The proposed missile shield for Europe, which the U.S. is so magnanimously offering to construct, is not a necessary component of the trumped up Iran/U.S. to-do. Instead, these new missile sites are a provocation to Russia, a front we do not need to open. The Cold War gave us something to do when we weren't otherwise occupied, but we are now otherwise occupied.


Everything is so contrived in Bush's bald-faced, trumped-up marches to war. Iran test-fired nine long- and medium-range missiles during war games Wednesday in the Strait of Hormuz, and the White House responded saying the test "was 'completely inconsistent with Iran's obligations to the world' and served to further isolate the country."


Hypocrisy never has hobbled this administration. The U.S. may explode missiles in space, militarizing yet another dimension of man's environment, but that is democracy in action. While the U.S. has vital interests in keeping the Strait and Gulf open to oil traffic, goading Iran does not favor securing that goal.


The U.S. also has a vital interest in protecting Europe, but goading Russia does not facilitate achieving that goal, either. U.S. Gulf policy has destabilized the region and is counterproductive for the attainment of overall Mideast security. Forgetting missile technology for a moment -- let's talk spears.


If Iran wants to disrupt the flow of oil all they have to do is block the Straits, which can be achieved via a number of low-tech means. The Egyptians blocked the Suez Canal with sunken ships. Imagine the consequences to the price and availability of oil on the world market were Iran to undertake such actions.


In fact, this issue of maintaining shipping lines is a world issue, not simply a national concern. Why is the U.S. again playing a High Noon scenario in the region? Any possible Iranian aggression is a United Nations issue. If Bush and Co. talk diplomacy, then let them put their money where their mouths are.


"Defense Secretary Robert Gates and Secretary of State Condoleezza Rice stood clear of discussing possible military responses,
arguing that the tests instead were proof that a proposed missile shield for Europe, a system that has drawn vehement opposition from Russia, is vital to defending U.S. interests and allies (US and Iran Appear on Collision Course.)"

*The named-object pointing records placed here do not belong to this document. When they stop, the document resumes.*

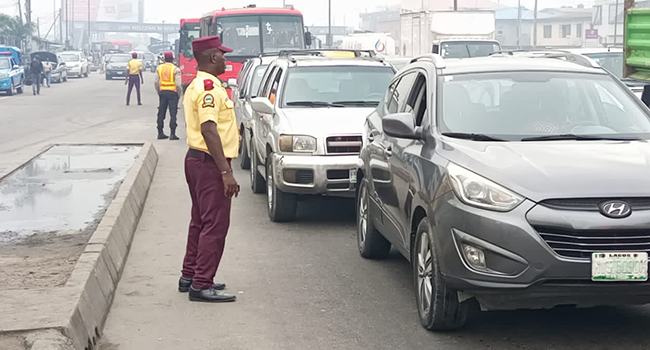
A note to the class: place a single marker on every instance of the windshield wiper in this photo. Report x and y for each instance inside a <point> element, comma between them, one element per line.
<point>363,103</point>
<point>314,104</point>
<point>578,138</point>
<point>473,137</point>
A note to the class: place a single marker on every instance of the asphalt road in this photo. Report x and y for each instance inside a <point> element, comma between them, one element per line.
<point>300,285</point>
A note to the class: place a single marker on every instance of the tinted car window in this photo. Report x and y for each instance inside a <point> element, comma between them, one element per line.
<point>337,84</point>
<point>516,105</point>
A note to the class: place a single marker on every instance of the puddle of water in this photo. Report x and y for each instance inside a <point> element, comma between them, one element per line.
<point>66,189</point>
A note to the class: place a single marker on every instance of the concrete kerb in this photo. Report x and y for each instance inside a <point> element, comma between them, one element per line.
<point>91,286</point>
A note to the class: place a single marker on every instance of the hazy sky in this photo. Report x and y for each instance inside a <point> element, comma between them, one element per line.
<point>315,11</point>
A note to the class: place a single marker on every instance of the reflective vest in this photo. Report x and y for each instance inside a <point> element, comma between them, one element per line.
<point>167,77</point>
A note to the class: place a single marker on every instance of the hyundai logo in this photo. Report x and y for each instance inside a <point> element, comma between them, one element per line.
<point>615,209</point>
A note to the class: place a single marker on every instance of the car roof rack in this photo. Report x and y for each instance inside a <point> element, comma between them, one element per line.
<point>436,59</point>
<point>557,54</point>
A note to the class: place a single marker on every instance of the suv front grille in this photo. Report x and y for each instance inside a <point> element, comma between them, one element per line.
<point>344,144</point>
<point>591,204</point>
<point>582,243</point>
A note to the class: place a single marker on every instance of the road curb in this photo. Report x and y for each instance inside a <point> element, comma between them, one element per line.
<point>83,303</point>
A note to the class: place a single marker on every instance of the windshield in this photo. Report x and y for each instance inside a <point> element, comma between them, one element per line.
<point>516,105</point>
<point>5,63</point>
<point>612,61</point>
<point>70,57</point>
<point>256,80</point>
<point>337,85</point>
<point>189,32</point>
<point>467,49</point>
<point>119,59</point>
<point>279,32</point>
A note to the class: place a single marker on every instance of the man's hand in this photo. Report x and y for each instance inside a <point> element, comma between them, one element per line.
<point>231,187</point>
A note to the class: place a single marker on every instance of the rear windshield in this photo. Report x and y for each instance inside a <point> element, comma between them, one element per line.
<point>337,84</point>
<point>516,105</point>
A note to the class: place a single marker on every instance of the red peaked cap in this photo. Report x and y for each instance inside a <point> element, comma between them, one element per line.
<point>208,43</point>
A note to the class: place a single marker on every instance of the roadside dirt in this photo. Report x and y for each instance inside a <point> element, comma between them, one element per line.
<point>44,260</point>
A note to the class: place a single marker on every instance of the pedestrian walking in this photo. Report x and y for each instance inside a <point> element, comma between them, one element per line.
<point>213,142</point>
<point>168,87</point>
<point>36,71</point>
<point>134,78</point>
<point>47,69</point>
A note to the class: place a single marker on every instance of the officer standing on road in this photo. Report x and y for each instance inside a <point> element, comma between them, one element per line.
<point>134,78</point>
<point>213,140</point>
<point>168,86</point>
<point>36,70</point>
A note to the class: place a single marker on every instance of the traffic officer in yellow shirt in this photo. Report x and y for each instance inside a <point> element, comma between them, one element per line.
<point>134,78</point>
<point>213,142</point>
<point>168,87</point>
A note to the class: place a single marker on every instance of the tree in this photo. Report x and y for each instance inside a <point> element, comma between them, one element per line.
<point>15,30</point>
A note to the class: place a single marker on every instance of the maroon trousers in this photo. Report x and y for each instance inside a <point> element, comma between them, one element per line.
<point>134,81</point>
<point>210,220</point>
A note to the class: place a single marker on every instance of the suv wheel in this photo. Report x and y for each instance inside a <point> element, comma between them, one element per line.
<point>372,245</point>
<point>257,180</point>
<point>282,206</point>
<point>244,158</point>
<point>438,305</point>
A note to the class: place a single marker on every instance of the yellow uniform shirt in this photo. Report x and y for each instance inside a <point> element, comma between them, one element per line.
<point>134,66</point>
<point>202,104</point>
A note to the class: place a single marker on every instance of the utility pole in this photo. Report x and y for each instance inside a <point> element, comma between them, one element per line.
<point>535,27</point>
<point>519,25</point>
<point>330,40</point>
<point>616,23</point>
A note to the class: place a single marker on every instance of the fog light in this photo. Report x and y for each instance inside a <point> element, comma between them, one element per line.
<point>474,256</point>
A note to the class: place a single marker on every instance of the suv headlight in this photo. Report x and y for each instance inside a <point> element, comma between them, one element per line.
<point>477,191</point>
<point>297,143</point>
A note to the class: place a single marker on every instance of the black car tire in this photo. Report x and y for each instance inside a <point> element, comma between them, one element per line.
<point>371,243</point>
<point>282,206</point>
<point>444,311</point>
<point>258,185</point>
<point>244,158</point>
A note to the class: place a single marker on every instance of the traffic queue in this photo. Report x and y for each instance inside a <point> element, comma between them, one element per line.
<point>39,68</point>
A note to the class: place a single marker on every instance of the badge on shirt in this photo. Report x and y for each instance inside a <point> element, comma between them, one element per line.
<point>208,101</point>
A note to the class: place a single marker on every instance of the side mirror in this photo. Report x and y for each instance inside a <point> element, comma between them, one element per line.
<point>401,125</point>
<point>262,105</point>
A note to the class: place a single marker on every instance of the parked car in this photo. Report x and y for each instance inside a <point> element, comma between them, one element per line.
<point>59,68</point>
<point>76,63</point>
<point>245,88</point>
<point>308,123</point>
<point>12,76</point>
<point>514,182</point>
<point>116,65</point>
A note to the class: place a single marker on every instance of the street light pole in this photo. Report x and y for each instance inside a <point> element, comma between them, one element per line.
<point>330,40</point>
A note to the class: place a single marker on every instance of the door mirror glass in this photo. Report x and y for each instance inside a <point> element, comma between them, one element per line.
<point>401,125</point>
<point>262,105</point>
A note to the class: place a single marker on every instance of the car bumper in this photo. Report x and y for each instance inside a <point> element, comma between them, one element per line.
<point>326,175</point>
<point>523,271</point>
<point>5,84</point>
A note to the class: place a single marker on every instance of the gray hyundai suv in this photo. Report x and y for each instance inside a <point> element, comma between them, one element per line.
<point>511,182</point>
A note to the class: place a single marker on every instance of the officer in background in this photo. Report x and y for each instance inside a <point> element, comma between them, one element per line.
<point>213,140</point>
<point>134,78</point>
<point>168,87</point>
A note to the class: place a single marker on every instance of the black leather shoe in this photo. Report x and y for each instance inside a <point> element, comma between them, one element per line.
<point>184,285</point>
<point>211,296</point>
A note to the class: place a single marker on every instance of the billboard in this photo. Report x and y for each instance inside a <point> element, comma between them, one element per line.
<point>104,10</point>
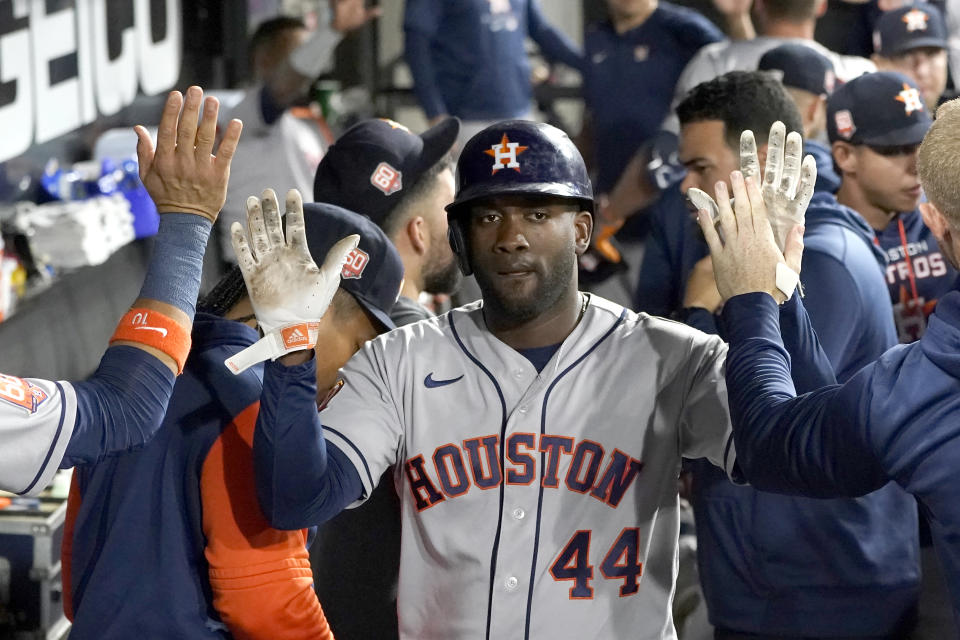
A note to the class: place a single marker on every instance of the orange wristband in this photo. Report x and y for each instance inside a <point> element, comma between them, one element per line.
<point>153,329</point>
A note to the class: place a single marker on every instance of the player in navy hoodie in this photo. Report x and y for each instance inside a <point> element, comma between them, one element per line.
<point>795,567</point>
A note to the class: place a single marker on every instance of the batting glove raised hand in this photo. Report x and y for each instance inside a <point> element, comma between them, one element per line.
<point>788,182</point>
<point>287,290</point>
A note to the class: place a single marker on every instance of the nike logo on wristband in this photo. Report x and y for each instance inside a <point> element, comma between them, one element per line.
<point>430,383</point>
<point>159,330</point>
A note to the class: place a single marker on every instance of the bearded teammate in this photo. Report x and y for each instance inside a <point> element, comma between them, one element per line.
<point>45,424</point>
<point>537,434</point>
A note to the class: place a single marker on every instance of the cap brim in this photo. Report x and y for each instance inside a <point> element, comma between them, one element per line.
<point>438,141</point>
<point>917,43</point>
<point>553,190</point>
<point>900,137</point>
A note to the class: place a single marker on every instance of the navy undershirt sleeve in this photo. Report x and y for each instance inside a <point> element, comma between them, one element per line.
<point>120,407</point>
<point>817,445</point>
<point>301,482</point>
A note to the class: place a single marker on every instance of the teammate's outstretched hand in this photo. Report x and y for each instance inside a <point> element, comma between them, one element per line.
<point>182,174</point>
<point>747,259</point>
<point>289,293</point>
<point>788,182</point>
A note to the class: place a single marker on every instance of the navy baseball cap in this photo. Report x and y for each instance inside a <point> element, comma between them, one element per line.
<point>800,67</point>
<point>910,27</point>
<point>373,273</point>
<point>370,166</point>
<point>882,109</point>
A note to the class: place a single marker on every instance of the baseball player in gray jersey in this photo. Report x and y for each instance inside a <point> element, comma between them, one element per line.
<point>536,434</point>
<point>45,424</point>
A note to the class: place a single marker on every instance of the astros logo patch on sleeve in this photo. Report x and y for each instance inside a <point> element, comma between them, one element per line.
<point>505,155</point>
<point>355,264</point>
<point>21,393</point>
<point>387,179</point>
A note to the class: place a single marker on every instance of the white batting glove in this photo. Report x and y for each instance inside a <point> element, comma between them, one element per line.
<point>788,182</point>
<point>288,292</point>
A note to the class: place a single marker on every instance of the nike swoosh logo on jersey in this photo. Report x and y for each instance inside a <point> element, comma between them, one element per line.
<point>430,383</point>
<point>159,330</point>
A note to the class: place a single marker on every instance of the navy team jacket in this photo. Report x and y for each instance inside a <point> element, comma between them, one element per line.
<point>898,419</point>
<point>629,81</point>
<point>800,567</point>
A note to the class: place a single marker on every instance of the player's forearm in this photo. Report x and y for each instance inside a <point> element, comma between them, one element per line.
<point>740,26</point>
<point>170,287</point>
<point>120,407</point>
<point>300,481</point>
<point>814,445</point>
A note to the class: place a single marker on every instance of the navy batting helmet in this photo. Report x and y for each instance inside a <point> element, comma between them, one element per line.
<point>515,157</point>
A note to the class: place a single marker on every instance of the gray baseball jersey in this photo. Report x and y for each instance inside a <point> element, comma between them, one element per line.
<point>36,422</point>
<point>535,505</point>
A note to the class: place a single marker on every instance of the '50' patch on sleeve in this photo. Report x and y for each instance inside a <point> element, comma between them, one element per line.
<point>21,393</point>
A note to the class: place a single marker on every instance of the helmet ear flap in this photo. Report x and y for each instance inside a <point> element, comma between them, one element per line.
<point>458,242</point>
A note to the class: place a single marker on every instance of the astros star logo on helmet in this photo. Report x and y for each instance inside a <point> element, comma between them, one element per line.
<point>505,155</point>
<point>916,20</point>
<point>21,393</point>
<point>910,98</point>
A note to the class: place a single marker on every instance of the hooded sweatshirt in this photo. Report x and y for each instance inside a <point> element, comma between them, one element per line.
<point>774,564</point>
<point>170,541</point>
<point>917,273</point>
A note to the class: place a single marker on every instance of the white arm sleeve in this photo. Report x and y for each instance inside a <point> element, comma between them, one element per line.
<point>363,420</point>
<point>36,421</point>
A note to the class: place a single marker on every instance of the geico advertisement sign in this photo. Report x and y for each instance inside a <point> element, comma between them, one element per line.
<point>57,73</point>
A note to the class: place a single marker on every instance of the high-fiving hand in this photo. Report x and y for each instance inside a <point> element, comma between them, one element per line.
<point>182,174</point>
<point>788,182</point>
<point>289,293</point>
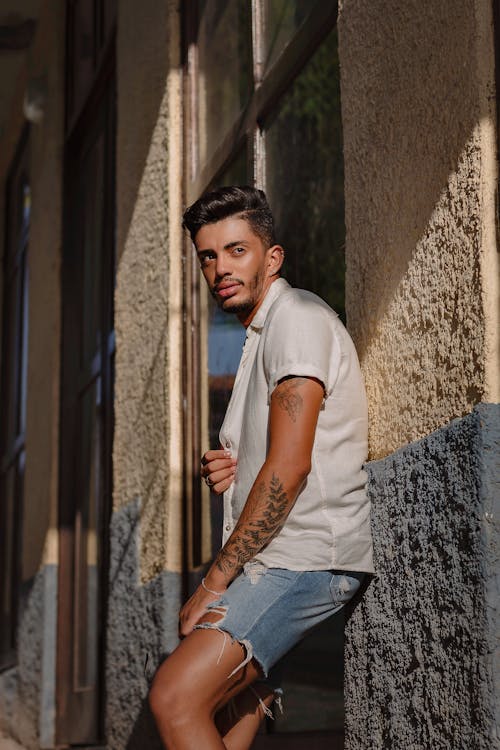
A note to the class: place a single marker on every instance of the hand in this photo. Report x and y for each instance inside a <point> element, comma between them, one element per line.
<point>218,469</point>
<point>194,609</point>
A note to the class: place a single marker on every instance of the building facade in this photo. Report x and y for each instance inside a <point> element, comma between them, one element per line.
<point>373,128</point>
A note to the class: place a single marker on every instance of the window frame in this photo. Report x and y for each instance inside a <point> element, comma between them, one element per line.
<point>13,448</point>
<point>247,132</point>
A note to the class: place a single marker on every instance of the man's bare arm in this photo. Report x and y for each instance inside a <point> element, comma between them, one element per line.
<point>294,411</point>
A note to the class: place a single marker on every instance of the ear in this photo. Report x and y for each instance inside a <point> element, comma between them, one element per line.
<point>275,258</point>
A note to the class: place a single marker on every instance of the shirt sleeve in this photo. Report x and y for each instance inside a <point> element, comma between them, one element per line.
<point>301,341</point>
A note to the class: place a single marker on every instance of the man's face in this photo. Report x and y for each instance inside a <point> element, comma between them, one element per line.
<point>237,267</point>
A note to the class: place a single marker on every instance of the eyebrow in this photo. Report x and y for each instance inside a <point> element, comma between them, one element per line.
<point>229,245</point>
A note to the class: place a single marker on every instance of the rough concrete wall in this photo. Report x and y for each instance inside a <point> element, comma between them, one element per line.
<point>145,586</point>
<point>420,171</point>
<point>421,643</point>
<point>147,311</point>
<point>142,630</point>
<point>28,691</point>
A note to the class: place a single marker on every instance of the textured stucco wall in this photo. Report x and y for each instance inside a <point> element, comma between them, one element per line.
<point>27,692</point>
<point>146,554</point>
<point>148,320</point>
<point>420,174</point>
<point>142,630</point>
<point>423,641</point>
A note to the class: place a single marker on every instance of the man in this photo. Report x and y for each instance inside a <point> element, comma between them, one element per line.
<point>296,539</point>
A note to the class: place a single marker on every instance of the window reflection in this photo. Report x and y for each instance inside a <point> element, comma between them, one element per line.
<point>225,69</point>
<point>305,177</point>
<point>282,18</point>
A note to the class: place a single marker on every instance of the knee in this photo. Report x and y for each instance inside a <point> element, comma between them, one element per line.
<point>163,700</point>
<point>167,700</point>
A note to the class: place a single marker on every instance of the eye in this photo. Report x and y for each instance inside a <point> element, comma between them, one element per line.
<point>205,258</point>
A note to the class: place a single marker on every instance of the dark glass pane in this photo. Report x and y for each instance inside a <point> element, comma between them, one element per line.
<point>305,177</point>
<point>83,50</point>
<point>282,18</point>
<point>8,488</point>
<point>92,247</point>
<point>225,69</point>
<point>23,348</point>
<point>87,537</point>
<point>11,384</point>
<point>226,336</point>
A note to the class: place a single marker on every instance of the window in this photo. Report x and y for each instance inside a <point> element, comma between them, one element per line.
<point>13,395</point>
<point>263,108</point>
<point>88,347</point>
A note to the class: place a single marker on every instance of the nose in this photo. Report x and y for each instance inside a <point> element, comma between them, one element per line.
<point>222,265</point>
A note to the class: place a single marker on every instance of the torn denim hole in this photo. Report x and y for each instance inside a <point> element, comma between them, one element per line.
<point>220,608</point>
<point>254,570</point>
<point>344,585</point>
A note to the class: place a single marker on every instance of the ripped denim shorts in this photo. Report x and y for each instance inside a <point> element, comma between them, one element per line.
<point>269,610</point>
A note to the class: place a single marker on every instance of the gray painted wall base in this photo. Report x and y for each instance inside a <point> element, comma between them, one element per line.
<point>142,624</point>
<point>422,643</point>
<point>27,692</point>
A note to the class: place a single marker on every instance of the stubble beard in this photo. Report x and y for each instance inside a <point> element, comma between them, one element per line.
<point>245,306</point>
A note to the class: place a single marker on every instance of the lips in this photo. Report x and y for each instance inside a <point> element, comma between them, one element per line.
<point>227,289</point>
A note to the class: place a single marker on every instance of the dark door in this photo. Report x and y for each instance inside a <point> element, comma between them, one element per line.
<point>86,418</point>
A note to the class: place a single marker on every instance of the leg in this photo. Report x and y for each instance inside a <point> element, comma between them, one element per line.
<point>239,721</point>
<point>192,685</point>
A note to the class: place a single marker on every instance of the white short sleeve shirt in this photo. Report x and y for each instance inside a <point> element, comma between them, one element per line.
<point>294,332</point>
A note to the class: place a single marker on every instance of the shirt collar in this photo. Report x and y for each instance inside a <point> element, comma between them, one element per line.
<point>277,287</point>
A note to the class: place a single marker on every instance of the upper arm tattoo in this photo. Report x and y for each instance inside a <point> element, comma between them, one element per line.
<point>288,398</point>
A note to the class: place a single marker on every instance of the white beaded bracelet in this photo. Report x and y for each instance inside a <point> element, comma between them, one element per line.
<point>210,591</point>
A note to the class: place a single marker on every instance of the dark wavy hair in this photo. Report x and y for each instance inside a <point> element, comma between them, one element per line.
<point>245,202</point>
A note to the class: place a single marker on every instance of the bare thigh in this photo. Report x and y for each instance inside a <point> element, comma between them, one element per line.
<point>196,675</point>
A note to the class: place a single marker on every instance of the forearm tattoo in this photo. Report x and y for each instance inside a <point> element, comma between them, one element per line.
<point>288,398</point>
<point>267,511</point>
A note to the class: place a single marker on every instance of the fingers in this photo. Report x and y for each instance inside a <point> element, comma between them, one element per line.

No hard intelligence has been presented of strategic indicators that Iran intends to attack Europe. Just going on common sense (something in short supply in the U.S. today): Why would an oil exporter attack its best paying customers? In the New World's preferred currency, the Euro, to boot?

That may be the kind of of paranoiac, shoot-yourself-in-the-foot behavior that characterizes the U.S.'s current treatment even of its own citizens via civil rights curtailment. But most people and countries are more pragmatic than that.

Europe is no longer the Old Europe of 1946-66. This Europe has outgrown NATO, as the members have entered into a stronger alliance sans the U.S., the European Union. the military situation will eventually realign to this new reality.

Therefore, if Europe is to be protected from missiles or spears, let the EU nations protect themselves. Doesn't make much sense for the U.S. to be protecting Europe's oil lanes and homeland while the Euro is supplanting the USD on the world market. Their Army's and Air Forces taken as a whole exceed U.S. military capabilities.

Iraq displays this sorry fact nicely, when the U.S. cannot secure a nation in which they are not even fighting an army. The U.S. must stop acting as white knight to the world. the AP article depicts Washington and Tehran as "jousting," but the reality is, neither are knights. They are players with economic interests. In this game, the EU can assume the mantle for their own defense.

The U.S. lacks the assets and funds to protect Europe from a questionable threat.